Savannah fell in love on the spot. She closed the door to his pantry and kissed him until the air got thin. He tasted of exotic lime toothpaste. Three weeks later, over her mother’s objections, they were married.

  “My God, he’s insane,” Maggie said. “What kind of person eats beets for dinner? I’m telling you, Savannah, this is headed for disaster.”

  Her father never said a word against him, just went on tending his garden. The day of the wedding, he planted a lemon tree. When Savannah came out in her short-sleeved wedding dress, he covered the roots with his own mulch mixture, part puréed fish and sea kelp, part chipped bark. Every scent in his garden, coaxed out of the barren Phoenix soil, hit her at once—jasmine, hibiscus, the bite of lemons. For years after, the smell of citrus would make her cry.

  “Daddy?” she said.

  Doug Dawson stood up and shaded his eyes with his hand. Sweat dripped off the tip of his charbroiled nose. The thermometer had hit one hundred degrees on May eleventh and wouldn’t recede again until October. All the birds, except the mean crows who might have even wanted it hotter, had gone north. All anyone ever thought about was leaving.

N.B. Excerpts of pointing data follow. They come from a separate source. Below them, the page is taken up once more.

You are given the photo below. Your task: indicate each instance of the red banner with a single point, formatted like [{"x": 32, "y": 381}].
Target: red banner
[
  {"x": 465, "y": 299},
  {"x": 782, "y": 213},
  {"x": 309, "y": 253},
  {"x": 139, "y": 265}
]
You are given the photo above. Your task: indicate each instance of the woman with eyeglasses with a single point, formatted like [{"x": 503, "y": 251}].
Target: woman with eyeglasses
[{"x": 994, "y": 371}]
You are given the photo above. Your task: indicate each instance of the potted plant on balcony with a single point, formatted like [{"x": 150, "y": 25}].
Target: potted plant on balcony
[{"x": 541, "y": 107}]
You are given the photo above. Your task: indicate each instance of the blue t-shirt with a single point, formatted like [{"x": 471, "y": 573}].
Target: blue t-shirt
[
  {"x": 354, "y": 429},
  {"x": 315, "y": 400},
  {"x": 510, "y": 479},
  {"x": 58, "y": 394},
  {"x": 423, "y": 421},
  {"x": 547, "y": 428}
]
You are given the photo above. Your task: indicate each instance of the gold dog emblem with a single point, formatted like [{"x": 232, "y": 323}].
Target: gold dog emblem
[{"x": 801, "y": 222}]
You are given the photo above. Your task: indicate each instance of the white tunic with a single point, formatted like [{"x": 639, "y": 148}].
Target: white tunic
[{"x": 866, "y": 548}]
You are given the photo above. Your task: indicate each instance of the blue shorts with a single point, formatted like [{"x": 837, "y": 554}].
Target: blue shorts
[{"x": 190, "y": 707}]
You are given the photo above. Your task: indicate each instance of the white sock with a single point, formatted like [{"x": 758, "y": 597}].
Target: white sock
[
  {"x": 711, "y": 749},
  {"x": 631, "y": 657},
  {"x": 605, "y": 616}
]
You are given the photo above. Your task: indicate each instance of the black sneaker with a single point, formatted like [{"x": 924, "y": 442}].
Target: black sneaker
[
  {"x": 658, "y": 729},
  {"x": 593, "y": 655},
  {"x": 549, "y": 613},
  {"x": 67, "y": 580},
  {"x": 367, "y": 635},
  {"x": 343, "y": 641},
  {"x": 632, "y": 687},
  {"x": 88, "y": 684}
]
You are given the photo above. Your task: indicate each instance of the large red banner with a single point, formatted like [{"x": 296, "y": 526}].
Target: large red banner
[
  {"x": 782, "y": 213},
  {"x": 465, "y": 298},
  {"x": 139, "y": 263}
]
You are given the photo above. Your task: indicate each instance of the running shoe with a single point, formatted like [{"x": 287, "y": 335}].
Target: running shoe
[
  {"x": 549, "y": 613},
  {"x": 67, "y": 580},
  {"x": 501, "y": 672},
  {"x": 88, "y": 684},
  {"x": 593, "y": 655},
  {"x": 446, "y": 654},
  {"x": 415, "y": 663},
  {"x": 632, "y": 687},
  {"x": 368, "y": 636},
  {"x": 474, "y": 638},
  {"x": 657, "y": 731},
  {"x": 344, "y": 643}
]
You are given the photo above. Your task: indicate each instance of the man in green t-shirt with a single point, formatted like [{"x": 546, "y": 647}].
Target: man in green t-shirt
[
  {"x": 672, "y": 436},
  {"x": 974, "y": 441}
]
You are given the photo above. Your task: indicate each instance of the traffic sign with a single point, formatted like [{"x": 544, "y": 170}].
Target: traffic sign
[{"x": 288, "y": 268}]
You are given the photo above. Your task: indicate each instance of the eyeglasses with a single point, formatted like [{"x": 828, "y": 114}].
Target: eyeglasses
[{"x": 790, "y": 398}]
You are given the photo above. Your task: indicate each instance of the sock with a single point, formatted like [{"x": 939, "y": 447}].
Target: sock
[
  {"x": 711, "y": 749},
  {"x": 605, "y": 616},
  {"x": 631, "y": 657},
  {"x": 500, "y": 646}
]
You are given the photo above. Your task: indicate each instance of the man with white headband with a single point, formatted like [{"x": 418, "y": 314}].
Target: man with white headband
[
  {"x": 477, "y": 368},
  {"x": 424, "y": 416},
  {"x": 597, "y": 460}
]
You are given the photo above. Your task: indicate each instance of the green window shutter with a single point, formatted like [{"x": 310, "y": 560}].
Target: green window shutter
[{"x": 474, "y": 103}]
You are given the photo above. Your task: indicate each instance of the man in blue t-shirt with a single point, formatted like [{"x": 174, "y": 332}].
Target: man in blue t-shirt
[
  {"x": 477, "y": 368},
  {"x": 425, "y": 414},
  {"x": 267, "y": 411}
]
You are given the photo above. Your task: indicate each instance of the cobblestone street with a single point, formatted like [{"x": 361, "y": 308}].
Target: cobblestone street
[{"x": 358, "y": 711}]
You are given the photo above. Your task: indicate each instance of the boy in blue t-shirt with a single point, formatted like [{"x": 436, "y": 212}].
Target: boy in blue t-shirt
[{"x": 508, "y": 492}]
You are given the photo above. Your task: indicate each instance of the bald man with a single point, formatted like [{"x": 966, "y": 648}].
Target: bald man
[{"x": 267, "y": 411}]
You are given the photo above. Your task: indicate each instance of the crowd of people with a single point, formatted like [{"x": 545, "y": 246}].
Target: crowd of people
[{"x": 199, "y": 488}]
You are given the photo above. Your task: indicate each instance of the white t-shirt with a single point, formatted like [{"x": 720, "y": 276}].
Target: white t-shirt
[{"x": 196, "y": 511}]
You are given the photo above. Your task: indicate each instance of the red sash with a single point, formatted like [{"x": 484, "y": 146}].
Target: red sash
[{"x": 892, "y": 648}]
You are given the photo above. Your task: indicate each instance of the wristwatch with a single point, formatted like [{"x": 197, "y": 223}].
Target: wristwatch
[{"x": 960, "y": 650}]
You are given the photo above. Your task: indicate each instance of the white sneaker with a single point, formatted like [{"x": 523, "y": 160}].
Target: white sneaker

  “Now don’t you worry.” He held her loosely, so he wouldn’t sully her dress. “Love will carry you through.”

  Savannah buried her head in the crook of his neck and loved her father more than anyone on earth because she knew he believed what he said. Yet it was her mother’s words that had the ring of truth.

  She dropped out of college to marry Harry and move to Danville, California. It seemed romantic, giving up so much for him, but as soon as they settled into the upscale suburb of San Francisco, she was disappointed. She’d expected more from California. She’d been hoping for hippies and psychics, possibly even prostitutes-turned-actresses, but all she found were the same square lawns and careful little lives she’d left in Arizona. They moved into a beige tract house and twice Savannah got lost in the subdivision, not realizing her mistake until she tried to fit her key into someone else’s beige lock.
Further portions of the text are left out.